Arriving at the North Star
What skills and mindsets do Kenyan learners need to thrive in the 21st century–and who gets to answer this question?
Over the past 10 weeks, our team has been hard at work exploring these questions. At Metis, our focus to date has been on Fellows and the growth of their leadership and ventures. We deeply believe that collective leadership is an essential lever for improving learning outcomes for students. But what are the outcomes towards which we collectively strive? What is our shared vision for education? Who gets to decide? Our Collective enjoyed the process of co-creating this vision with youth, caregivers, policymakers, and practitioners, situating it within our local context, and thinking about how we can each orient our efforts towards shared outcomes.
Through a design-thinking inspired approach and conversations with ~120 people across the education ecosystem, from educators to learners to parents to community members to funders to partners, Metis has co-created a vision for these requisite skills and mindsets that will serve as our North Star, orienting our work and all we do. These internal skills and mindsets are supplemented by external factors that have been flagged as critical to enabling the inculcation and strengthening of these skills and mindsets.
How did we do it?
We created outlines for workshops and conversations designed to source large amounts of raw data. We deliberately designed questions to be creative and open-ended, to optimise for accuracy in the stories we heard. An example of this was asking participants to draw pictures before and after they saw a positive change in a learner. When conducting these workshops and conversations, we aimed to solve for the diversity of participants, which took us to locations around Kenya like Kibera, Magadi, and Mombasa, as well as to virtual rooms with leading education thinkers relevant to Metis. We designed these conversations to be inclusive of all voices who’re affected by education because we strongly believe that learners’ and caregivers’ input is just as important as that of education experts.

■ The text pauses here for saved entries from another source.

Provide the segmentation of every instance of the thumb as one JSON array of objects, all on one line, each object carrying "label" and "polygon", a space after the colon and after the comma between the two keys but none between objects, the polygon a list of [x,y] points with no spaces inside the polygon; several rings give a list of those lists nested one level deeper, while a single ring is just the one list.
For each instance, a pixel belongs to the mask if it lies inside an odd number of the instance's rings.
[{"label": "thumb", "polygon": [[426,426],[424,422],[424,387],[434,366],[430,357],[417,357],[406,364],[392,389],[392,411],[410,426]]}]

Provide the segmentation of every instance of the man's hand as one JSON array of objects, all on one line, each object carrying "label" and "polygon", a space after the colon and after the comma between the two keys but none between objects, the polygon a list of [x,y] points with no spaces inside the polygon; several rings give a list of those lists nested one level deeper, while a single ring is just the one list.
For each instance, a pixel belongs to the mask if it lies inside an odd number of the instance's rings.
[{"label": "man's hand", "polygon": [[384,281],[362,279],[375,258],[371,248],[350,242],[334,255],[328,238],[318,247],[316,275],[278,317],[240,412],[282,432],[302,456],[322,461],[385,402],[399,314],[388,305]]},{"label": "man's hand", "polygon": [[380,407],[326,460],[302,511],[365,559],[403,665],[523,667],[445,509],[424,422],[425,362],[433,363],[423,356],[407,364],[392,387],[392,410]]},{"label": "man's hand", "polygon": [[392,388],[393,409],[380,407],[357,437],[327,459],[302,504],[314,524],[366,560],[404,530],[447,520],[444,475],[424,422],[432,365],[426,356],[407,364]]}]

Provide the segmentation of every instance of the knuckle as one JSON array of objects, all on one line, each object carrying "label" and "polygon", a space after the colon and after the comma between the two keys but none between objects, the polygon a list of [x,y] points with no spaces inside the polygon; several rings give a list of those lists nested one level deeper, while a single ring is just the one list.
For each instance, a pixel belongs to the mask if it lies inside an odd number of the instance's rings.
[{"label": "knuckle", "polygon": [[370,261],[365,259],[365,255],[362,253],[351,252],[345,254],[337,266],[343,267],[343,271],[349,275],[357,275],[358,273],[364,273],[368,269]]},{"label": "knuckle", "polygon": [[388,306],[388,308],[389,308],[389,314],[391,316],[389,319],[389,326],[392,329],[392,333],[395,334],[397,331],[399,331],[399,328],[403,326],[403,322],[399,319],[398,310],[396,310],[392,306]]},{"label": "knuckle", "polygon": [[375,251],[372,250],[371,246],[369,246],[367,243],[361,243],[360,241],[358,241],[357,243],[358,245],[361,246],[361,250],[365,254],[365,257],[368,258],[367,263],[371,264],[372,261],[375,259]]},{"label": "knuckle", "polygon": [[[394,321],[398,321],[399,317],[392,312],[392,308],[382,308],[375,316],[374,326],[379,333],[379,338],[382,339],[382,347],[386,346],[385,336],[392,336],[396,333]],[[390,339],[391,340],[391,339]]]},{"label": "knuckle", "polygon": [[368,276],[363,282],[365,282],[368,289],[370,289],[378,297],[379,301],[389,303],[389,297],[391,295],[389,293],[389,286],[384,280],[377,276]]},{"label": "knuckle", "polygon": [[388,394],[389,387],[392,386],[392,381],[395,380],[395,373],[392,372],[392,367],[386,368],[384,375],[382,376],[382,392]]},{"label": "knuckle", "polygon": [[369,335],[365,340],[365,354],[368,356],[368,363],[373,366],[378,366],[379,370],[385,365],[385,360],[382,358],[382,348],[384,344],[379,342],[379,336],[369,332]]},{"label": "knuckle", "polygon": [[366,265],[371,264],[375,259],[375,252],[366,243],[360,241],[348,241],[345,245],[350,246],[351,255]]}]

Then came codifying this output. We typed up all the raw output that we solicited from the first stage and analysed each piece of text critically. For each distinct piece of text, we identified as many themes as we possibly could, distinguishing between internal (e.g., confidence, problem-solving, community-centred) and external (e.g., safe space, access to resources) themes. This resulted in an output of ~35 internal themes and ~25 external themes.
We next focused on grouping related themes. For each theme, we evaluated it against every other theme to ask ourselves if they were related. We also counted how many times each theme came up as a way to guide prioritisation. Using both these steps, we then identified five major internal themes (chosen by priority and encompassing related ‘smaller’ themes) and four major external themes. As we did this, we also ensured that our themes complemented frameworks such as Kenya’s CBC–think of the double helix of a DNA strand that’s connected.
In parallel, as we worked to identify these themes, i.e., relevant skills and mindsets, we realised that communicating these would need to be supplemented with further storytelling from within our Collective. We, therefore, designed open-ended questions to allow Fellows and alumni to tell stories around these themes–how did their programmes and organisations work on these skills and mindsets, and what examples did they have of learners displaying these?
Once our themes were finalised, we then set out to source these stories so that we could capture what our North Star was–not just defining the important skills and mindsets, but bolstering these definitions with stories sourced from our community.